2. Palakottai Kuzhambu, Jackfruit Seed Sambhar
Jackfruits are a versatile fruit in Indian homes, leaving it’s prickly and sticky outer shell, it is a goldmine of flavours seeds and all. For the preparation of this sambhar, the jackfruit seeds are separated from the pulp and pressure cooked till softened. Then it is peeled, cut and added with toor dal and tamarind water along with a host of spices, cut green chillies and a substantial amount of jaggery, to make this truly mesmerizing sambhar that’ll make you go wow!
3. Pavakkai Pitlai, Bitter Gourd Black Eyed Peas Sambhar
Bitter gourd is a big no-no for some, although it finds its favour with a large number of Indians who don’t just approve of its bitterness, but enjoy the vegetable for it. This sambhar preparation calls for the use of bitter gourd that is steamed, along with a mix of black eyed peas and toor dal, and grated coconut to create something truly magical, something that you would keep coming back to, especially if you’re not a fan of bitter things. The bitterness from the gourd subsides in the creamy texture of the toor dal which dissolves into the dish, the viscosity from the added coconut and the bite from the beans along with the tanginess of the tamarind. This sambhar dish is well-rounded and not overly bitter and if you’re not convinced, try this for yourself and you won’t regret it.
4. Thakkali Sambhar, Tomato Drumstick Sambhar
Move aside, tomato soup! Thakkali sambhar is where we go to get our fix of deliciously sour and tangy stews that are made all the more nutritious with the addition of drumsticks and lentils. Toor dal is used to this effect but really, any lentils you have in your pantry would work just fine. At first, the drumsticks are stewed with onions in a tamarind broth until softened, to which the tomato is added blended with grated coconut and spices. The boiled and mashed dal is added at last and simmered till everything is well incorporated. This sambhar is not overly sour or tangy but pleasantly balanced with the right amount of sweetness from the jaggery and grated coconut. And what more, but the drumsticks in the end, that soaks up all the flavours which upon chewing releases it all over again, making us chew on it even more till it can’t be chewed no more.
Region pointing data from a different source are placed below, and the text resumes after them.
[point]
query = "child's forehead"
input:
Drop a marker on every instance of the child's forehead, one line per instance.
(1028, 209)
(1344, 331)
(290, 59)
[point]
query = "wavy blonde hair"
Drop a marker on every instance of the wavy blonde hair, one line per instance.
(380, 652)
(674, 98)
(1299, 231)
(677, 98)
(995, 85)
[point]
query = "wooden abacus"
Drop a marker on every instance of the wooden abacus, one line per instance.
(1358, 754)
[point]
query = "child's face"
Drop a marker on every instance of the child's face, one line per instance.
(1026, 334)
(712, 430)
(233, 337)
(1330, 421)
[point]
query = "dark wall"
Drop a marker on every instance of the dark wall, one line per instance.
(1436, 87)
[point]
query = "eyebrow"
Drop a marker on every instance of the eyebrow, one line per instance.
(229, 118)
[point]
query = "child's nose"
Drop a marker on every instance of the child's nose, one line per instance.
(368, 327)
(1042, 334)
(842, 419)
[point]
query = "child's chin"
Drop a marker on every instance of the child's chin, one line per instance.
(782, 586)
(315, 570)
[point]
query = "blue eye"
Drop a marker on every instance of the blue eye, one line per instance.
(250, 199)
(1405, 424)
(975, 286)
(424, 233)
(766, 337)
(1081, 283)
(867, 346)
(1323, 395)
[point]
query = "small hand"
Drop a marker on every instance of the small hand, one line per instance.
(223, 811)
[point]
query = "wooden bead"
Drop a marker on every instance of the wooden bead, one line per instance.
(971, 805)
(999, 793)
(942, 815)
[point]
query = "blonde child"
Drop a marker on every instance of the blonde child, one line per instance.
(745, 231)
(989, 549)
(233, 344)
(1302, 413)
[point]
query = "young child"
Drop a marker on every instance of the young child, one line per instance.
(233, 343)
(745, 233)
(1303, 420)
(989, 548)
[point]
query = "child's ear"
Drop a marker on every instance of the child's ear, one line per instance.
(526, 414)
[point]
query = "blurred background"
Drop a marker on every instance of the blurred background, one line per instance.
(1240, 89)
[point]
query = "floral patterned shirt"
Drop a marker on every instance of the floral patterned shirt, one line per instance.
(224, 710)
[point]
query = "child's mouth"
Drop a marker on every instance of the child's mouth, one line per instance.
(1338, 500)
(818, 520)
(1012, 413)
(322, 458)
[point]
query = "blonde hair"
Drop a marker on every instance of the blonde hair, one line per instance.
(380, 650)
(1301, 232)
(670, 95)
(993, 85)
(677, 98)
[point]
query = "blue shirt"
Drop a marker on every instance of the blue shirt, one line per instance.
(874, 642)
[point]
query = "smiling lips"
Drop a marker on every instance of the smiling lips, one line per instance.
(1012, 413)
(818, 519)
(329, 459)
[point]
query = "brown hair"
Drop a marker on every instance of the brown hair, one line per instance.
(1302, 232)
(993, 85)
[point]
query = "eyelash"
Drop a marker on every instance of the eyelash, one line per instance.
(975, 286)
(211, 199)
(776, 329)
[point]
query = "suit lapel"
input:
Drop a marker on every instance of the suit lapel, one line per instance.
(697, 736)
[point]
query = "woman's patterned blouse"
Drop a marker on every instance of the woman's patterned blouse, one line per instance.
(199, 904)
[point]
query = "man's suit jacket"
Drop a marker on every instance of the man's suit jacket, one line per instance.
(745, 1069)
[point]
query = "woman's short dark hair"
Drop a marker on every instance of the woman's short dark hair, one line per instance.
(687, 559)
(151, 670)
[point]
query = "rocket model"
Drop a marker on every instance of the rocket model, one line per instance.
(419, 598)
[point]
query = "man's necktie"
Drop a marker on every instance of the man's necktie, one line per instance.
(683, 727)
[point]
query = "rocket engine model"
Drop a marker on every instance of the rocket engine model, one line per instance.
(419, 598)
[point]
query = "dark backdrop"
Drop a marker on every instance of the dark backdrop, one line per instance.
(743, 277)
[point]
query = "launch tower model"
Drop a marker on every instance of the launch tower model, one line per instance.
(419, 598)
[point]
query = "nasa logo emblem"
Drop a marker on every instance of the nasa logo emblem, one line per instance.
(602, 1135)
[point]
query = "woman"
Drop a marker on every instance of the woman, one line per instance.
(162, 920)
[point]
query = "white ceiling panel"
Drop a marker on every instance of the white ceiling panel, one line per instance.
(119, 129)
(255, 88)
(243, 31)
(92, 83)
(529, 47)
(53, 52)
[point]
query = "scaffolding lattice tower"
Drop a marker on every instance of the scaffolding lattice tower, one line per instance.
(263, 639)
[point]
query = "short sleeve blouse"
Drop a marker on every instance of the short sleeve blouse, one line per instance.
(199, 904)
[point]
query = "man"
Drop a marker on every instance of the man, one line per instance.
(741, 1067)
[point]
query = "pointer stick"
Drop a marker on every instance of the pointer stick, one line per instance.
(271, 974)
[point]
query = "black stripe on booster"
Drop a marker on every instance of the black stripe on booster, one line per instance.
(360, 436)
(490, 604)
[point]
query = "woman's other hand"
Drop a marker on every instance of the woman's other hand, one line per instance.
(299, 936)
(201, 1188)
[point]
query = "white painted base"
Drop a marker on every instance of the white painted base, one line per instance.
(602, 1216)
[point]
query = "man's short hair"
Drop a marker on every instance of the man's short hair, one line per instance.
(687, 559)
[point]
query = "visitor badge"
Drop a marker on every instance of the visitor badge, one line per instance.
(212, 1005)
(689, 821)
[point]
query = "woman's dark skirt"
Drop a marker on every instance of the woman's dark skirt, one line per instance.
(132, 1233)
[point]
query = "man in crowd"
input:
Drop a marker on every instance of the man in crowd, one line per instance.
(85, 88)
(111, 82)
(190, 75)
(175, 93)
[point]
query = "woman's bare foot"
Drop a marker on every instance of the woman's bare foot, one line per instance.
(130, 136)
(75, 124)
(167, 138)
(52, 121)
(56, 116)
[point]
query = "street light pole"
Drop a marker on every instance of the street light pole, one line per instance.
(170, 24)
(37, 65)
5. Mullangi Sambhar, Red Radish Sambhar
Red radishes are added to a regular sambhar but their presence is only felt in passing. This sambhar preparation calls for slow cooking the radish until completion with the toor dal and spices and adding a tadka in the end for extracting the maximum flavour. The shining light of this sambhar preparation is the radish, which is celebrated in the dish rather than made to mask its presence. No other vegetable is added to this extent and slow cooking this sambhar only makes it that much better, as the sambhar spices and the tamarind truly get the time to merge with the tough radishes and the flavours from the radish to infuse with the stew, making it a nutritious, healthy affair altogether. You can prepare it on the weekends or overnight and in the end, you will be greeted with a hearty sambhar without having to spend time hovering over the stovetop.